Letter: An apology to Austin Callaway

Published 5:49 pm Tuesday, January 31, 2017

Dear Editor,

 

After watching the LGTV video of the memorial service for Austin Callaway, the young man who was murdered by a lynch mob in LaGrange in 1940, I have never been more proud to call LaGrange my hometown. Thank you Mayor Thornton, Chief Dekmar, Judge Little, and everyone else who participated in this historic event that made national headlines for all the right reasons. At a time when hate and division dominate the national news cycle, LaGrange has set an example of how to treat people with love, respect, dignity, humanity, and justice.

 

Now, it’s my turn. I want to apologize for being a card-carrying member of the Callaway Educational Association (CEA) when I was a child growing up in LaGrange in the 1980s. For those who may not know, the local Callaway Foundation (no relation to Austin Callaway) spent millions of dollars on racial segregation programs through the CEA. I remember seeing an African American child being kicked out of the CEA library by a librarian who said that the child was not allowed inside because the library was a “private club.” I remember seeing “whites only” signs hanging on the fences at the CEA tennis courts. I remember a child of mixed race descent being escorted off the property of the CEA swimming pool (now the Charles Hudson Natatorium) for “trying to pass.” For trying to pass as a white person, that is. I remember an older African American woman in the CEA parking lot asking me to go inside the recreation center to find the little girl she was supposed to be babysitting that afternoon. I remember the look on her face; it was a combination of terror and shame. But she had no reason to be ashamed. I should have been ashamed. Instead, I was proud to carry my CEA membership card around in my little velcro wallet. I was proud of my “whites only” privilege. I might as well have been wearing a pointy, white hood on my head. I wish I knew the name of that woman in the parking lot so that I could apologize to her in person. She is probably still alive. After all, this all happened only 25 years ago.

 

Five years ago, I went to the Callaway Foundation and asked the president why it maintained racial segregation in LaGrange for so long, even long after the rest of the South had moved beyond separate but equal facilities for blacks and whites. Here’s what he said: “That’s just one of those things that continued and realized that it didn’t need to go on, and ultimately it changed . . . I think it is nothing more than a continuation.

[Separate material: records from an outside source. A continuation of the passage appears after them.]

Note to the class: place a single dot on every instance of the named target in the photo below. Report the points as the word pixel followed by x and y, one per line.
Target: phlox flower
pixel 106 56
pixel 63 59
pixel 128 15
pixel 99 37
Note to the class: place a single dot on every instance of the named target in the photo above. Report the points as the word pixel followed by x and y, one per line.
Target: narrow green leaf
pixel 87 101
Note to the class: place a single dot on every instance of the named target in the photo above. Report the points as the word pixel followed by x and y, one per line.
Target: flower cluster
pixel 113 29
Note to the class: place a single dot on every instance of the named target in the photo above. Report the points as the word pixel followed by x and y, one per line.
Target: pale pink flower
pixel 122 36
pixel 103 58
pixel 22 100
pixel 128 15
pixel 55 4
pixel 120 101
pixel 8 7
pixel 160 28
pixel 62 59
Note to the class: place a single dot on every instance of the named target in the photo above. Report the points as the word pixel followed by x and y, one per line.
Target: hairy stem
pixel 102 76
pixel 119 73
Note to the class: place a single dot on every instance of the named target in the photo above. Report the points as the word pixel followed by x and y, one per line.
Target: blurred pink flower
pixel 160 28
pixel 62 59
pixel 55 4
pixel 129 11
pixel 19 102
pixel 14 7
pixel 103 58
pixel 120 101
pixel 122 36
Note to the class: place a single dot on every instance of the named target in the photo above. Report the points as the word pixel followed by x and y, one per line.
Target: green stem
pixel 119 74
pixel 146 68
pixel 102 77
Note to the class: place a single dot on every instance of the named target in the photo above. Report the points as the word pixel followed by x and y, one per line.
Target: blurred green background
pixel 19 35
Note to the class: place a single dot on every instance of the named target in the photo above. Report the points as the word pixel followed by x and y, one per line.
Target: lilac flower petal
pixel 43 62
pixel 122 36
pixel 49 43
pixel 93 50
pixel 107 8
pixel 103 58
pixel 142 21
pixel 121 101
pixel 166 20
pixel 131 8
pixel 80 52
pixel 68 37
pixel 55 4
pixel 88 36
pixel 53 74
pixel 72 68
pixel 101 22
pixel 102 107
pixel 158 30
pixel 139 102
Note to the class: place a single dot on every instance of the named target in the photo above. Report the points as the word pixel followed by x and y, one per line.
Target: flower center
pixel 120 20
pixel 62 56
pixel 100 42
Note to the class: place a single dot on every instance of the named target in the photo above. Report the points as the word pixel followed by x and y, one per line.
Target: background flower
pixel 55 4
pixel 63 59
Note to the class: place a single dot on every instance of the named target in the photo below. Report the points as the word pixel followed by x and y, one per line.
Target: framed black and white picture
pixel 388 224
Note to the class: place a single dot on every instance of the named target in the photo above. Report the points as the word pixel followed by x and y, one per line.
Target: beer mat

This is the way it had always been done.”

 

I now know that it is out of the realm of reality to expect the venerable Foundation to issue an apology for its racist policies of the past, or to even use pronouns like “I” or “we” when referring to such policies. And so, please allow me to apologize: I am sorry. I am sorry to all the kids my age who never got to see the inside of the nicest library in town because of the color of their skin. I am sorry to the kids who never got to use the CEA tennis courts, basketball courts, or natatorium because they knew that they would be publicly humiliated and forcibly removed from the property. Or worse. I am sorry to the woman who was not allowed to walk inside the CEA recreation center to find the child in her care. I am sorry for ever being proud to be a member of the CEA.

 

In closing, I would also like to thank Mr. Callaway – ┬áMr. Austin Callaway – for being an inspiration for so much healing in our community and across our country. From now on, when I drive around LaGrange and see the Callway name plastered on every other building, I will think of Austin Callaway.